When he stood up from the piano, half the audience was on its feet, cheering, whistling, and waving handmade signs bearing well-wishes and various Jewish puns (including one about gefilte fish) urging the audience members to cast their votes for Sherman, including one sign reading “Jeremy Sherman is My President.”
Such was the scene on Sunday, July 15 at the second annual Mr. Nice Jewish Boy DC pageant, where the 25-year-old Sherman vied against three other contestants for the titular honor to a packed house. For those who purchased their tickets at the door, it was standing room only inside the hall.
While Sherman made an impressive bid for the title in the talent portion of the competition, he had to contend with Zach Levine’s ballad version of Robyn’s “Dancing On My Own,” Micah Ramsey’s drag number as “Madame Shewitz,” and Jeremy Bauer-Wolf’s Jewish pun-filled stand-up routine. All four men also had to participate in a joint opening number, where they showcased their dancing moves as they gyrated to Fifth Harmony’s “Work from Home,” dressed in hard hats, work boots, and skimpy construction worker vests.
“I think everyone brought their best talents and skills to the competition, but I felt really good about my talent, and my answers in the question-and-answer session with the judges,” Sherman said after the show. “I definitely brought a lot of energy to the competition.”
After audience votes (cast via an online balloting system) and judges’ scores were tabulated, Sherman was named the winner and crowned by the reigning Mr. Nice Jewish Boy DC — and this year’s emcee — Tony Cohn. Sherman’s three fellow pageant participants cheered, clapped, and danced in the background as “Hava Nagila” played in the background during the crowning.

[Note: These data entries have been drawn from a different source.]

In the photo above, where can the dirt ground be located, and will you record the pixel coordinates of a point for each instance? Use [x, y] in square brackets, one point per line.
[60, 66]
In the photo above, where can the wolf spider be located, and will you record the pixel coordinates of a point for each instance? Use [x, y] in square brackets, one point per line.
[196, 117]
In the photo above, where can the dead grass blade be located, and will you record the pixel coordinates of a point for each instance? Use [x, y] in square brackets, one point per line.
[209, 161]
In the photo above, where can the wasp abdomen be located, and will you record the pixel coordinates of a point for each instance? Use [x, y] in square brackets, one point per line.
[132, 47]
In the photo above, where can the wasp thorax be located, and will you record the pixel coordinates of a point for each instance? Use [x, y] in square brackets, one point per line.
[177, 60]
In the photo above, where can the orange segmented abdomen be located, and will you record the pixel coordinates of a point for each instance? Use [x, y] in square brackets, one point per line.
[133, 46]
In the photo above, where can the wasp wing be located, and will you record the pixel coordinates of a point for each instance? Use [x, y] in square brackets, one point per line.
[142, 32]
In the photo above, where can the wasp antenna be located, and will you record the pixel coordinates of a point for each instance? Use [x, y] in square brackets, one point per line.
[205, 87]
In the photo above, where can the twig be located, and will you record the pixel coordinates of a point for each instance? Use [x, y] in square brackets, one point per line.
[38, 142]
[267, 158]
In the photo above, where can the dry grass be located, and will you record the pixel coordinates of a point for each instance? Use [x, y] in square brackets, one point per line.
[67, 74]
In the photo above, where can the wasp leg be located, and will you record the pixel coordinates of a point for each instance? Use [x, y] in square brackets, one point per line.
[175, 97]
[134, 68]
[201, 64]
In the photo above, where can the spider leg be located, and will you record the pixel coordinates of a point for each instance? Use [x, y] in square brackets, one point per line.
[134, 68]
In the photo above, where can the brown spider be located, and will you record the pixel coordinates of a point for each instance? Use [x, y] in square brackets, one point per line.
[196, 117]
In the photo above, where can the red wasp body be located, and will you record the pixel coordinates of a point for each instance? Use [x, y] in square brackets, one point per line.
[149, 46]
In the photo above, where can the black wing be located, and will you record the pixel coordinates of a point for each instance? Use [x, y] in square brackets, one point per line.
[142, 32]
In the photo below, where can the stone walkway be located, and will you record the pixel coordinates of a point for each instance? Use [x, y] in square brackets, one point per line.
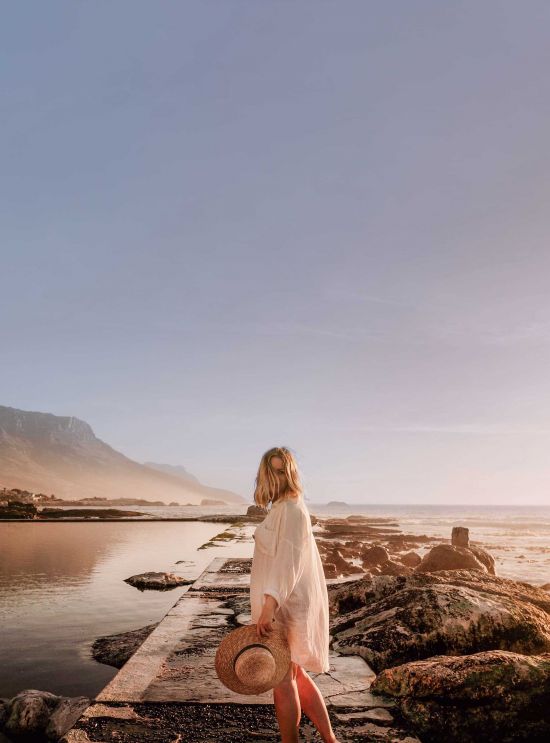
[168, 691]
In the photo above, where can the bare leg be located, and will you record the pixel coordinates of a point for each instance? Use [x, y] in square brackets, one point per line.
[287, 706]
[313, 705]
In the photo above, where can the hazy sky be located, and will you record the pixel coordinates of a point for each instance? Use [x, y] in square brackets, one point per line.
[227, 226]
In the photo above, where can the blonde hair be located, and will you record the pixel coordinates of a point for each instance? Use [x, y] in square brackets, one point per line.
[267, 483]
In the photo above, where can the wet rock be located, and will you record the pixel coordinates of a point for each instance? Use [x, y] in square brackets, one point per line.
[114, 650]
[4, 708]
[460, 536]
[65, 716]
[29, 712]
[411, 559]
[18, 511]
[389, 620]
[157, 581]
[450, 557]
[390, 567]
[333, 556]
[495, 696]
[375, 555]
[256, 511]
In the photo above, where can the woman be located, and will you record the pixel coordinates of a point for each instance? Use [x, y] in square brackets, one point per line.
[287, 585]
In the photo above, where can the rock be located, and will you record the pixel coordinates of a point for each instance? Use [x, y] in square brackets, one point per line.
[389, 620]
[375, 555]
[65, 716]
[495, 696]
[157, 581]
[114, 650]
[256, 511]
[87, 513]
[4, 711]
[390, 567]
[334, 557]
[449, 557]
[29, 712]
[26, 511]
[410, 559]
[460, 536]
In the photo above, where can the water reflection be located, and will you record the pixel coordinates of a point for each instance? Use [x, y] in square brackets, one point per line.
[62, 586]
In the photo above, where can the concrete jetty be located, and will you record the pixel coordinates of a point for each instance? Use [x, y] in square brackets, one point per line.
[168, 691]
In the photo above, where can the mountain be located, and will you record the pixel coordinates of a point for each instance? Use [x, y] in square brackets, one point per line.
[173, 469]
[178, 471]
[48, 453]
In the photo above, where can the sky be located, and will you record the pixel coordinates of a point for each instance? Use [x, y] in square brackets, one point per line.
[227, 226]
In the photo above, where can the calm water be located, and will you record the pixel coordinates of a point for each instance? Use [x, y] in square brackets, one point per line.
[62, 584]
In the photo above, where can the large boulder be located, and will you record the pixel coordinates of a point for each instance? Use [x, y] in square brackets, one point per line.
[451, 557]
[65, 716]
[114, 650]
[495, 696]
[29, 713]
[389, 620]
[157, 581]
[410, 559]
[374, 555]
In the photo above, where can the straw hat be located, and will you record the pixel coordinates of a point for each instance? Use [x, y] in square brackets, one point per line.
[249, 665]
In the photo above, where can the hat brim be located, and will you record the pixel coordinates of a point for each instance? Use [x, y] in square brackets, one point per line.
[240, 638]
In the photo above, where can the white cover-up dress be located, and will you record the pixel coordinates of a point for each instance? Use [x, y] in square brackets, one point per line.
[287, 565]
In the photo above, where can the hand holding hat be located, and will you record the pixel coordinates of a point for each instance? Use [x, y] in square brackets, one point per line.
[248, 665]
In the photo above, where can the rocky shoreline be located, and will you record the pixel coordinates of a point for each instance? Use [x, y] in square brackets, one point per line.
[463, 652]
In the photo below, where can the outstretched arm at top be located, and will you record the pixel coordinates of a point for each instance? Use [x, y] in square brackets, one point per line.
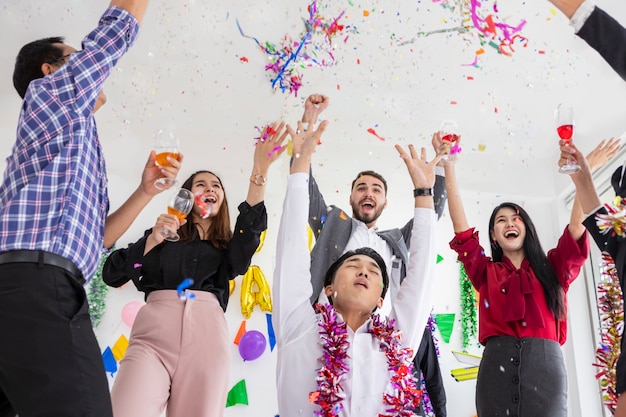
[455, 203]
[135, 7]
[599, 156]
[568, 7]
[412, 305]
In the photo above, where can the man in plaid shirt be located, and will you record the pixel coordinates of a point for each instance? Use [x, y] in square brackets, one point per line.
[53, 207]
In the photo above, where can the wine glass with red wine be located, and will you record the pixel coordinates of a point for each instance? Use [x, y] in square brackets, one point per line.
[564, 118]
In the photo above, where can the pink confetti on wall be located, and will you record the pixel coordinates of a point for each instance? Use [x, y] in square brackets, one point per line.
[373, 132]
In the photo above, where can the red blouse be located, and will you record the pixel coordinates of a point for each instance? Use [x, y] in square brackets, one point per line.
[512, 301]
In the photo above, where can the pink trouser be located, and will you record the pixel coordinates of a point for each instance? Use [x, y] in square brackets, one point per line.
[178, 356]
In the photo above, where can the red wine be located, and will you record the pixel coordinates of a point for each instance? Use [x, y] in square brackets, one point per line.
[565, 131]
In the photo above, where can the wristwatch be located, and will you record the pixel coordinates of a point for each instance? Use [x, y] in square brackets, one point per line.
[421, 192]
[258, 179]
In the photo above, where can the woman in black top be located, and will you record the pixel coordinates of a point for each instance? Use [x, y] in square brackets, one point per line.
[178, 354]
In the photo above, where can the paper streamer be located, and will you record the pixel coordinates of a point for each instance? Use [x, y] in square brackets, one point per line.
[240, 332]
[271, 337]
[237, 394]
[119, 348]
[445, 323]
[110, 364]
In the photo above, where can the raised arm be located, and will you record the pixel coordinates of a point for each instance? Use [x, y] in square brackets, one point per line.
[585, 190]
[292, 274]
[455, 203]
[266, 151]
[412, 304]
[119, 221]
[599, 156]
[135, 7]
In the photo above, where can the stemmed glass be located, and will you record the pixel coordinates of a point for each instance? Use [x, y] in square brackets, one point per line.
[166, 144]
[449, 132]
[564, 118]
[180, 206]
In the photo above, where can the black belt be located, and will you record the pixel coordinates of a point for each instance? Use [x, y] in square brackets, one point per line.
[41, 257]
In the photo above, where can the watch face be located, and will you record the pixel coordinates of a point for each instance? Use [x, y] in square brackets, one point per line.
[258, 179]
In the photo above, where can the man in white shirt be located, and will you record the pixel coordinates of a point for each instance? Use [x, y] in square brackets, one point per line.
[355, 288]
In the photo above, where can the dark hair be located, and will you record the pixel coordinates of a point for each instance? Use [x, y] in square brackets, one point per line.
[618, 183]
[371, 174]
[30, 59]
[219, 232]
[537, 258]
[332, 270]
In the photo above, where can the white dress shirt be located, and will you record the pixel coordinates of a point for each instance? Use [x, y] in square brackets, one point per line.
[581, 15]
[296, 324]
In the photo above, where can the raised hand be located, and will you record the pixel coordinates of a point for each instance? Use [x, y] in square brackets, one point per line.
[601, 154]
[270, 147]
[304, 144]
[421, 171]
[152, 172]
[314, 105]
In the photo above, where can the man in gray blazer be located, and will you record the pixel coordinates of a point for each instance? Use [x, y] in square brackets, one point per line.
[336, 232]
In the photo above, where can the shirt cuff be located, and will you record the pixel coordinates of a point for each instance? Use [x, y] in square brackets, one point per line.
[298, 179]
[581, 15]
[593, 212]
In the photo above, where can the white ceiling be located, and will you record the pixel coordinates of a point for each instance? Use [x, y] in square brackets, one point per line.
[185, 74]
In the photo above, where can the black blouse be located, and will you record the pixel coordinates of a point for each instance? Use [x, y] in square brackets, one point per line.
[169, 263]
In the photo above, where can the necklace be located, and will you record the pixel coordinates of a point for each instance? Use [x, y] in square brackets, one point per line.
[334, 340]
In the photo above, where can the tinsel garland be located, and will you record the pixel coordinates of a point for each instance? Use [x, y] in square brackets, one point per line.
[611, 305]
[97, 292]
[329, 395]
[469, 323]
[615, 219]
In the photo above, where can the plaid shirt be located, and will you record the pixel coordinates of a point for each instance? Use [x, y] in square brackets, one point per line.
[53, 195]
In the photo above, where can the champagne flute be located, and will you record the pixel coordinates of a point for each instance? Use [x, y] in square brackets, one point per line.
[449, 132]
[564, 118]
[166, 145]
[180, 206]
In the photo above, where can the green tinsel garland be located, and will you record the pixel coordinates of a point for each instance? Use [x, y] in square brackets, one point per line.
[97, 292]
[469, 324]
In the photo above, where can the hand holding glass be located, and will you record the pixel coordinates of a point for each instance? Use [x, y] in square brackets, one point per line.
[564, 118]
[166, 145]
[449, 132]
[180, 206]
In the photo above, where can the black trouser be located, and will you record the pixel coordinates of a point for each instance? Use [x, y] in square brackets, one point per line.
[6, 409]
[50, 361]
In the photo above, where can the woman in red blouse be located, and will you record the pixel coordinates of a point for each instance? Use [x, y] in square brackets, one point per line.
[523, 306]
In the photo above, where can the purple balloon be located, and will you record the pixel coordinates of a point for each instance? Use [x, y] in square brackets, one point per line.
[252, 345]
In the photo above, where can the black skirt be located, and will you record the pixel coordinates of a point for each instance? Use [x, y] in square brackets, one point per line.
[521, 378]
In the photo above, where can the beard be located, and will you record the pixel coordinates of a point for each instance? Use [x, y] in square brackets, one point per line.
[366, 218]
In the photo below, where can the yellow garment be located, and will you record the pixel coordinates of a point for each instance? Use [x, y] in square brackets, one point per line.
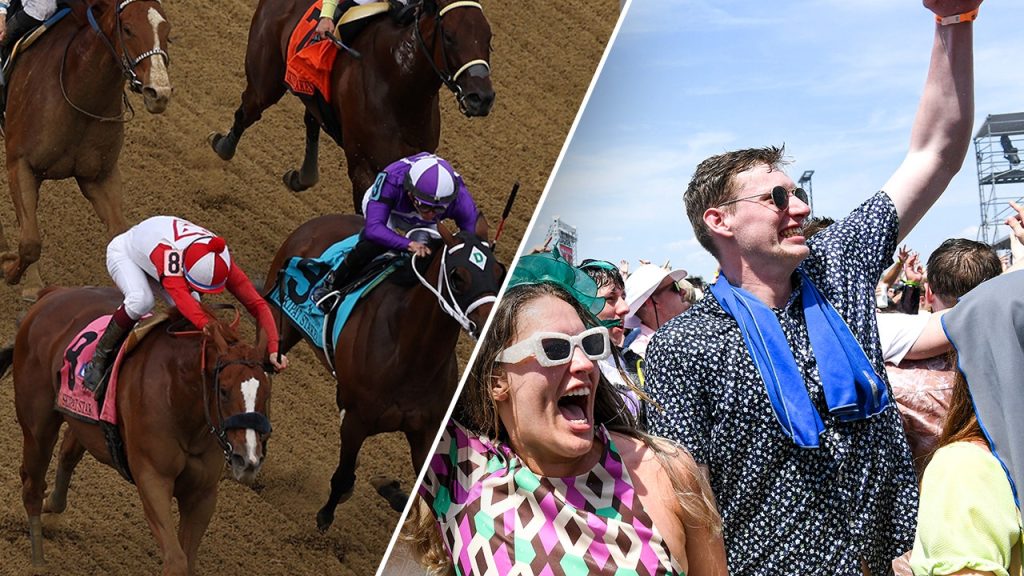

After the competition, all four contestants continued dancing on stage to Whitney Houston’s “It’s Not Right, But It’s Okay” as they waited around to take pictures with audience members who had purchased VIP tickets.
“I think what Jeremy did that went over really well was that his personality came across really strongly in his talent,” says Jeremy Gilston, runner-up in 2017’s Mr. Nice Jewish Boy DC pageant and chief organizer of the 2018 pageant. “His personality shone through the entire competition, and the audience was able to fall in love with him.”
Gilston also praised runner-up Levine, as well as Ramsey and Bauer-Wolf, for providing an afternoon full of laughter and entertainment, adding: “It was a very close competition, and they’re all real winners.”
The annual pageant, a project of Nice Jewish Boys DC, seeks to raise money for local LGBTQ community organizations. Proceeds from this year’s event will benefit Keshet, an organization that designs programs, weekend retreats, and even summer camp for LGBTQ-identifying Jewish youth. In total, the Nice Jewish Boys DC organization raised over $4,000 — more than twice what it raised last year.
“The show went almost flawlessly. We had some minor AV hiccups, but that’s to be expected, and we rolled with the punches and had an awesome time,” Gilston says. “We had such a good planning committee that helped make the planning process easier. And members of the community really stepped in to make this well-oiled machine go.”
He says he’s already looking forward to next year’s competition, adding that it’s his intention to make the Mr. Nice Jewish Boy DC pageant “bigger and better” with each successive year.
Sherman called his victory “absolutely overwhelming” and thanked his fellow contestants for making his pageant experience worthwhile.
He says that, as a relative newcomer to D.C., he knows that there are many individuals who haven’t yet gotten involved with either the Jewish or LGBTQ communities because they are new to the District or haven’t been reached out to by local organizations.
“There’s so many people, like me, who have not been involved with this community, but should, and deserve to,” he says. “We need to build a bigger tent, a bigger umbrella for everybody. And as a new person myself, I want to help do that.”
Sherman adds that his focus as the reigning Mr. Nice Jewish Boy will be on promoting intersectionality and building relationships between Nice Jewish Boys DC and other community groups.
“I’m so grateful for everyone who came out today,” he adds. “The Jewish community, the gay community, all my friends and supporters, who regardless of their identity, came and supported me. I want to thank them for being champions of me and for letting me be my authentic self.”